It is a common fallacy to believe that the link between decisions and outcomes is causally direct. Good decisions lead to bad outcomes, and vice versa, all the time. But looking back and re-examining the circumstances of the decision is often regarded as an impediment to forward progress, and so the quality of decisions tends to be judged based on outcomes that are most readily apparent and not the processes behind the decision itself.
Experienced decision-makers are informed by more nuanced factors than those that are most neatly captured and correlated. It is the leader’s job to maintain a frame for decision-making that respects and embraces these aspects, rather than deferring responsibility and relying on those that are most quickly at hand.

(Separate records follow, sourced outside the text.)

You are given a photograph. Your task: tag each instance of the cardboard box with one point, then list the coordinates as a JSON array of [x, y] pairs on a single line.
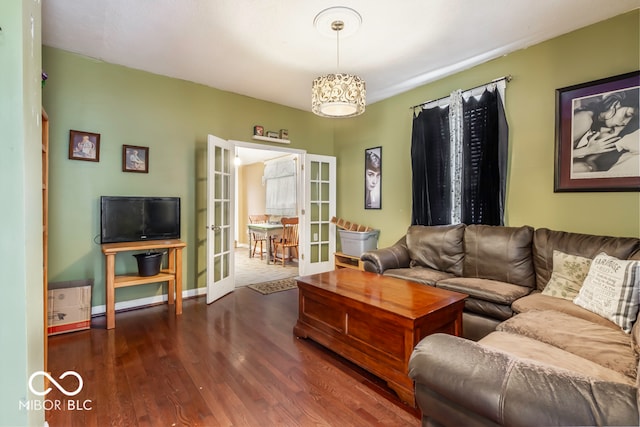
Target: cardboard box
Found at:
[[69, 306]]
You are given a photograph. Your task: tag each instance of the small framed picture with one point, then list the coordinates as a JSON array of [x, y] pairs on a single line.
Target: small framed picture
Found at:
[[84, 146], [135, 159], [372, 178]]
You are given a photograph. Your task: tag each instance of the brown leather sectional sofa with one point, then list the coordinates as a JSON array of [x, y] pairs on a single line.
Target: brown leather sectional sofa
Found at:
[[527, 358]]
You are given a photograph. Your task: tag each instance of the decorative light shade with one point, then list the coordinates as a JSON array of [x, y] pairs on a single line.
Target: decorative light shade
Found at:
[[338, 95]]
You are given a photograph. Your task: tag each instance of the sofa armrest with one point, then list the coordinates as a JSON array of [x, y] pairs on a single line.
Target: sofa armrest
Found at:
[[396, 256], [458, 380]]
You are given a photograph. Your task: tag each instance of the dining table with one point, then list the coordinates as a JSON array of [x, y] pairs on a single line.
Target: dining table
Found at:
[[269, 231]]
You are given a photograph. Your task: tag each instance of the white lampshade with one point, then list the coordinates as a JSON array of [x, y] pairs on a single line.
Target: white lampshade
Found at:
[[338, 95]]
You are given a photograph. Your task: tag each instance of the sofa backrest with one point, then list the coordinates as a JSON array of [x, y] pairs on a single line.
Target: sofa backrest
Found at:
[[437, 246], [499, 253], [545, 241]]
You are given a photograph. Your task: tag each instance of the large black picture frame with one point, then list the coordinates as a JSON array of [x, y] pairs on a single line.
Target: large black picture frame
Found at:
[[595, 150]]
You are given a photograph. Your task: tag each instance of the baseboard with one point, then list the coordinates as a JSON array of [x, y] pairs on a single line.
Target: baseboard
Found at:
[[100, 310]]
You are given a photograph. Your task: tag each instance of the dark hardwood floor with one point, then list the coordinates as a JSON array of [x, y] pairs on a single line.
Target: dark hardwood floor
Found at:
[[235, 362]]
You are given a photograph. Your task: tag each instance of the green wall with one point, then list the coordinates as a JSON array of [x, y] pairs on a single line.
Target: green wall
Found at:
[[21, 326], [605, 49], [173, 118]]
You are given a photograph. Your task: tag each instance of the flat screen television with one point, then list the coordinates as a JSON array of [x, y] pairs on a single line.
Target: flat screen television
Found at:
[[130, 219]]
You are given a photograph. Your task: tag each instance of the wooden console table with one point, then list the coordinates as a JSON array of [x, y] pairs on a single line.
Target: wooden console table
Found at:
[[172, 274]]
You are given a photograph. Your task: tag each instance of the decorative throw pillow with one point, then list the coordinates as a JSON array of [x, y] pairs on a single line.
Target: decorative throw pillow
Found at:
[[569, 272], [611, 290]]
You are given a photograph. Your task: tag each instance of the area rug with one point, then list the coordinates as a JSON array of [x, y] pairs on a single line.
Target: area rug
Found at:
[[266, 288]]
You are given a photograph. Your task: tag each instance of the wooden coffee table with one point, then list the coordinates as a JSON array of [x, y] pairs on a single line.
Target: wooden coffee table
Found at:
[[375, 321]]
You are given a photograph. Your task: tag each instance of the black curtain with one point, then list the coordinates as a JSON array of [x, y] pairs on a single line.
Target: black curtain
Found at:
[[431, 173], [484, 163], [484, 160]]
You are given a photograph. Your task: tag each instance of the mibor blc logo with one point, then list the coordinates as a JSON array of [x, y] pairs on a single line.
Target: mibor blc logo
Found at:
[[57, 405]]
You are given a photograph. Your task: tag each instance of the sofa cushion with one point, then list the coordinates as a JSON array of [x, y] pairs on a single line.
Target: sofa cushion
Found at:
[[537, 301], [487, 309], [611, 290], [545, 241], [485, 289], [569, 272], [605, 346], [439, 247], [539, 352], [424, 275], [499, 253]]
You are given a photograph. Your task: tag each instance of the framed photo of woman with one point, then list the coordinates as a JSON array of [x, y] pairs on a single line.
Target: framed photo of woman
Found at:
[[373, 178], [598, 135]]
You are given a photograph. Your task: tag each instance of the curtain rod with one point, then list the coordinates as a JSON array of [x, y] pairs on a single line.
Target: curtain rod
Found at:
[[506, 78]]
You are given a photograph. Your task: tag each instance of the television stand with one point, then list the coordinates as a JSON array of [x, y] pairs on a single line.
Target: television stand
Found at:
[[172, 274]]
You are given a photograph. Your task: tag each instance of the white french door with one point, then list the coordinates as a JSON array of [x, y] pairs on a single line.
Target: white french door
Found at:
[[220, 218], [318, 236], [318, 205]]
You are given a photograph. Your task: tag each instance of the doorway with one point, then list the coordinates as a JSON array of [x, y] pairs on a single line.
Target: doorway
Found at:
[[250, 198]]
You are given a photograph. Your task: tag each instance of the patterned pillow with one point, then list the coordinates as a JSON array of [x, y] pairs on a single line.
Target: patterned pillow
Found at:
[[611, 290], [569, 272]]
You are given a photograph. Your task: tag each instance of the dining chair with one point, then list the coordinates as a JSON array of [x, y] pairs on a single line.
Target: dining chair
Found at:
[[258, 237], [288, 240]]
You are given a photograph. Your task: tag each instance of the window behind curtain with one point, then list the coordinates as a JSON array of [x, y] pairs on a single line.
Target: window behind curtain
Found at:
[[473, 191], [280, 187]]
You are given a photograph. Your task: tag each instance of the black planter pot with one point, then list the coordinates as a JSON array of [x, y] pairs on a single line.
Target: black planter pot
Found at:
[[149, 263]]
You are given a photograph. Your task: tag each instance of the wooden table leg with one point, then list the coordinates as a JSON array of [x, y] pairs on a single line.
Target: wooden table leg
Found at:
[[178, 270], [111, 291], [171, 284]]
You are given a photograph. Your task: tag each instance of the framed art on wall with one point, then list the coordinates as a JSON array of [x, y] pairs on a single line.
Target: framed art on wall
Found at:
[[135, 159], [598, 136], [84, 146], [373, 178]]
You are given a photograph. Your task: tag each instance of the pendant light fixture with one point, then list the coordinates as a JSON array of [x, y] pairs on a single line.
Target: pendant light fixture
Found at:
[[339, 94]]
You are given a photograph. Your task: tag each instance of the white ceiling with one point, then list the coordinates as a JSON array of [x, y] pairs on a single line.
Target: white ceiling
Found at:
[[270, 49]]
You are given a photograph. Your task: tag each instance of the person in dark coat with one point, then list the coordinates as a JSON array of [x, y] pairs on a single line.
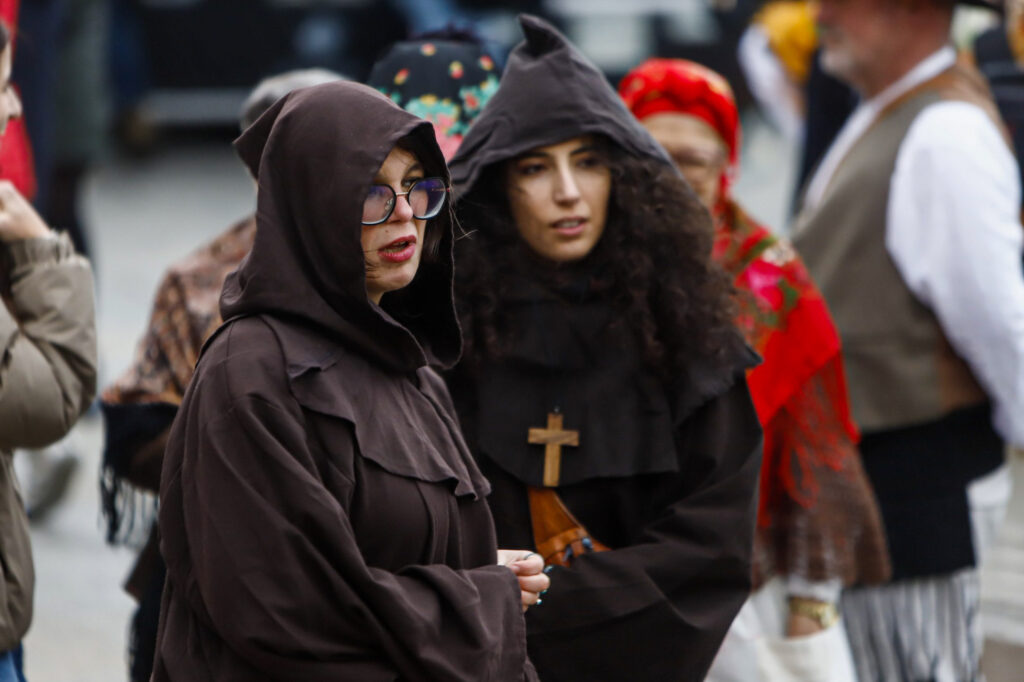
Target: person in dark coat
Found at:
[[603, 388], [321, 515]]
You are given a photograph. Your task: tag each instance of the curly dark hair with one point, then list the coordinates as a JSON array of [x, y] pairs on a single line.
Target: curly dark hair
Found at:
[[654, 254]]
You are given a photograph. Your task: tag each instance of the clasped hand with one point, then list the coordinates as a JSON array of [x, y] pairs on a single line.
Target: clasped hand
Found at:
[[528, 567]]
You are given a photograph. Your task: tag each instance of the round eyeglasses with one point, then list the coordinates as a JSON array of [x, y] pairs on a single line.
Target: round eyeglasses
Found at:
[[426, 198]]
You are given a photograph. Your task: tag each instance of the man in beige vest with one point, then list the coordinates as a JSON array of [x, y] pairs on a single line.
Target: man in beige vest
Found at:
[[910, 227]]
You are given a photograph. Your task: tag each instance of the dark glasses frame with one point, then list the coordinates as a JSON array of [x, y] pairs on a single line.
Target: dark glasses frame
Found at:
[[394, 200]]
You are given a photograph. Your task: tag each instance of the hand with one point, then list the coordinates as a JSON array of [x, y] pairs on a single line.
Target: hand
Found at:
[[802, 626], [528, 567], [17, 219]]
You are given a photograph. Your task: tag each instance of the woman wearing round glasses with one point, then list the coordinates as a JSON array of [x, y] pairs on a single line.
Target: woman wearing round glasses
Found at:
[[321, 516]]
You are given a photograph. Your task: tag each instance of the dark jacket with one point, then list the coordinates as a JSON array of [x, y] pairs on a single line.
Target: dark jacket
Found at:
[[667, 465], [321, 516]]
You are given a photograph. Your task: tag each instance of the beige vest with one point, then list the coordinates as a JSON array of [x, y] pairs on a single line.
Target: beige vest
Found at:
[[900, 367]]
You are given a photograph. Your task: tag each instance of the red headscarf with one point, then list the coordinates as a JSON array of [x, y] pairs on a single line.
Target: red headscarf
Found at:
[[15, 155], [679, 86]]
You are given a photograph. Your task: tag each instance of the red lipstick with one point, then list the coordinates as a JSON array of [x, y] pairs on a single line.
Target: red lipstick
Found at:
[[399, 250]]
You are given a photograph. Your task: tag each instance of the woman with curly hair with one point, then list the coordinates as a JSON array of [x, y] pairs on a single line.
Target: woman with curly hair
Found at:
[[818, 522], [602, 389]]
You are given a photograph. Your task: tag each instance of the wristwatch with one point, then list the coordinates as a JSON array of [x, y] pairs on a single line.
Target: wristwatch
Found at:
[[822, 612]]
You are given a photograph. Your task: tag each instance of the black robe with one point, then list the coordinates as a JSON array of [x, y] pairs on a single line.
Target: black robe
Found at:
[[667, 469], [322, 518]]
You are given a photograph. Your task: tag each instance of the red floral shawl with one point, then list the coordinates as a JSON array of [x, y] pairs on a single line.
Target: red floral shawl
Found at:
[[817, 516]]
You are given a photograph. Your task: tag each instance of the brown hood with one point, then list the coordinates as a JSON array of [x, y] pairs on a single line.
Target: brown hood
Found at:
[[549, 92], [314, 154]]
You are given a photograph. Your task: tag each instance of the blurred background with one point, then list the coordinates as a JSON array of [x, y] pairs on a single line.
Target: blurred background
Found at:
[[131, 107]]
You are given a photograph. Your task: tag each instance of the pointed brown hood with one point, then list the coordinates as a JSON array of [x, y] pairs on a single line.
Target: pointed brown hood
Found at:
[[549, 92], [314, 154]]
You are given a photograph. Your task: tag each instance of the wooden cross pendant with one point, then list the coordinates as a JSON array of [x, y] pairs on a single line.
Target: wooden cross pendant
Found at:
[[553, 438]]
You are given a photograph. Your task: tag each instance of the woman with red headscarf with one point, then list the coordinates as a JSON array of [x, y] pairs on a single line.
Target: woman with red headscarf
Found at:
[[818, 524]]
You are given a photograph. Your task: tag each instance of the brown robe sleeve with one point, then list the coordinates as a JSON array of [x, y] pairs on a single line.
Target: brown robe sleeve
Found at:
[[265, 578], [658, 607]]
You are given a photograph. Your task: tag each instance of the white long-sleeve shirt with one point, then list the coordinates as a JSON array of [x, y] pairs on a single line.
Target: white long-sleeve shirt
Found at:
[[954, 233]]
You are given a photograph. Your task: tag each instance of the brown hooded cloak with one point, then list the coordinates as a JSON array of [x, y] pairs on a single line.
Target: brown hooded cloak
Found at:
[[322, 518], [666, 469]]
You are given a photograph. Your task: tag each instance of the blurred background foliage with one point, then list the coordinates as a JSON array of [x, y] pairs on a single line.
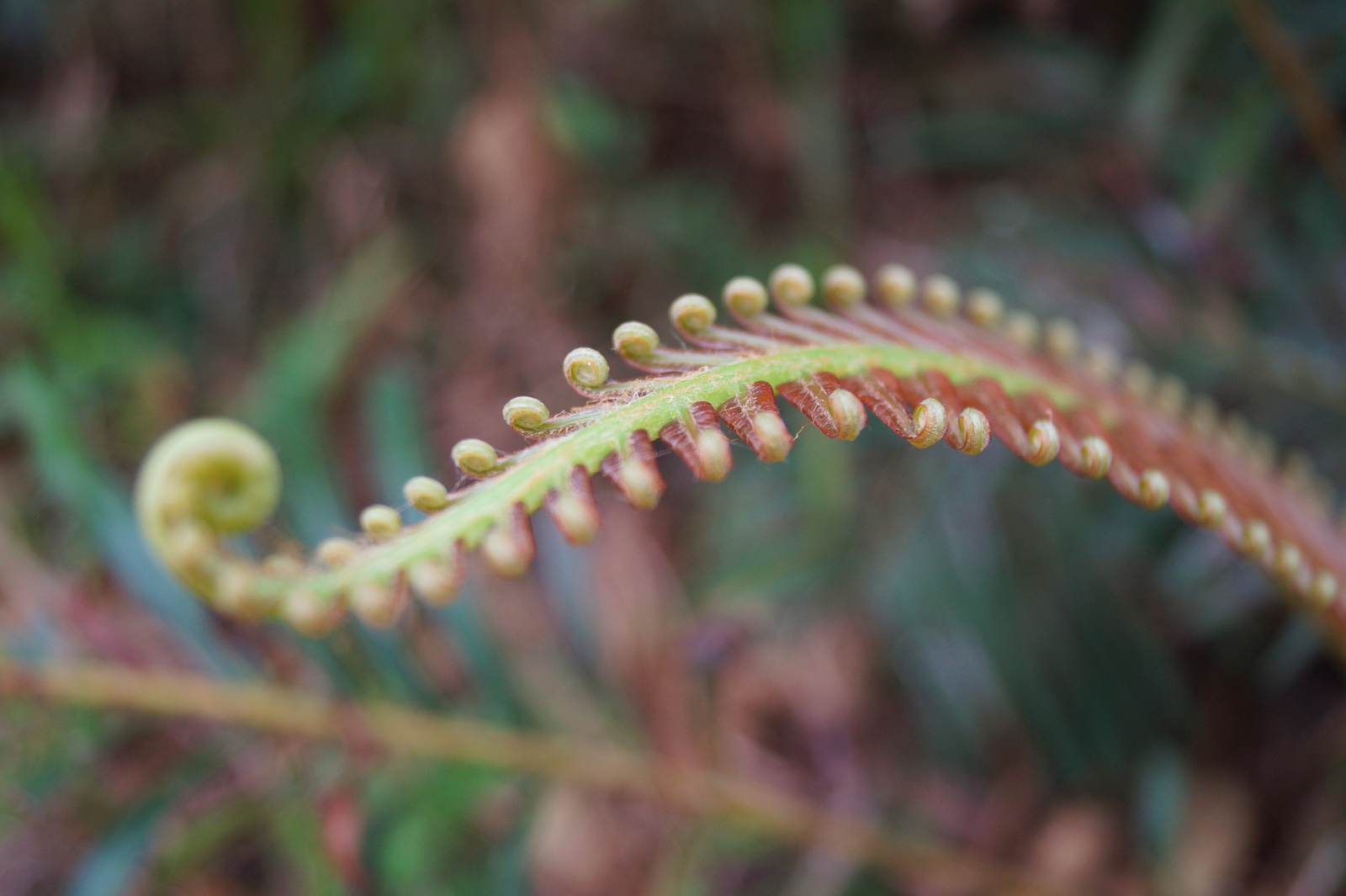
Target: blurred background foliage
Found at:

DateNovember 20, 2014TitleHBR IdeaCast: Making Good DecisionsSegment00:14:06 – 00:16:24Ronald Howard:
…you can’t tell the quality of the decision you’re making by the outcome that will be produced. Or to put it in another way, you can’t tell by the outcome whether you’ve made a good decision. So you can have good decisions having bad outcomes or good outcomes, and bad decisions having good outcomes or bad outcomes. And it’s just a logical mistake to say “I got the good outcome, I must have made a good decision.” And yet, that’s what everybody thinks. In sports particularly, you’ll see a situation, say, in football, where the coach has decided to run for the two-point conversion. That’s at the end of the game, and he wants to be sure he gets two instead of one. And it doesn’t work. And the announcer says, “ah, that was a bad decision.” It’s completely illogical. You can’t tell whether it was a good decision by how it came out.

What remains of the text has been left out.